New research offers hope for high-grade glioma treatment

High-grade glioma, an aggressive form of brain cancer affecting both paediatric and adult patients, remains one of the most challenging diseases to treat. The difficulty lies in the tumour’s location, its high rate of recurrence, and the blood-brain barrier – which prevents most drugs from effectively reaching the cancerous cells.

Researchers from the University of Michigan, Dana Farber Cancer Institute, and the Medical University of Vienna formed a collaborative team to address this need. Their study, published in Cancer Cell, uncovers a promising new avenue for treatment.

A new potential therapy

“We were excited to see that avapritinib essentially shut off PDGFRA signalling in mouse brain tumours,” said Dr Carl Koschmann, the ChadTough Defeat DIPG Research Professor and clinical scientific director of the Chad Carr Paediatric Brain Tumour Centre at C.S. Mott Children’s Hospital.

Given the limited effectiveness of existing treatments beyond surgery and radiation, Koschmann and his colleagues sought to explore new drug therapies. They focused on PDGFRA, one of the most commonly mutated genes in high-grade gliomas, as a potential target.

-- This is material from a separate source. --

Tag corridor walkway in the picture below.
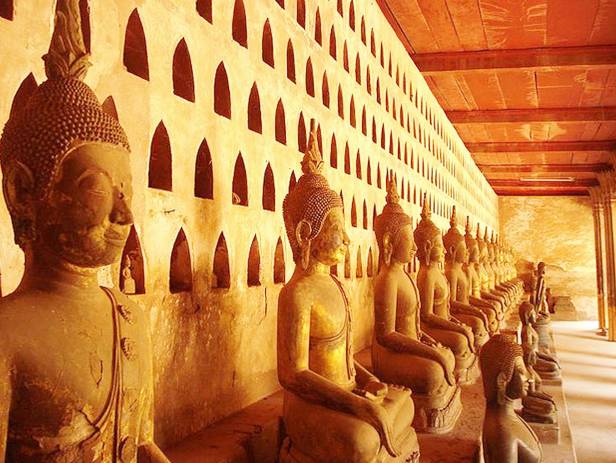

Overcoming the blood-brain barrier

One of the biggest challenges in treating brain cancer is ensuring that drugs can penetrate the blood-brain barrier. The research team screened multiple commercially available PDGFRA inhibitors and found avapritinib to be the strongest and most focused. Unlike many other drugs, avapritinib successfully crossed the blood-brain barrier in their study.

“When we gave mice the drug and showed that it reached the brain, we knew we were onto something,” said Kallen Schwark, a University of Michigan PhD student and one of the study’s lead authors.

While a clinical trial was not yet available, the research team was able to treat some patients with high-grade glioma through an expanded access program established by Blueprint. Across multiple international institutions, eight patients received avapritinib treatment, and the results were promising. The drug was well tolerated, and three of the eight patients showed tumour shrinkage.

This early data provided a strong foundation for further research. It helped justify the inclusion of paediatric high-grade glioma in a phase I paediatric solid tumour trial, which has recently completed patient enrolment and is now under analysis.

Future directions

“We have very few examples of drugs entering brain tumours like this and shutting down key oncogenic pathways,” he said. “These results support ongoing efforts to build on the success of avapritinib and other brain-penetrant small molecule inhibitors.”

Koschmann acknowledges that a single drug will not be sufficient to combat this devastating disease. The future of treatment will likely involve combinations of therapies that target multiple pathways, simultaneously. His team is already exploring the combination of avapritinib with MAP kinase inhibitors, which they believe could enhance treatment outcomes even further.

This study was published in Cancer Cell.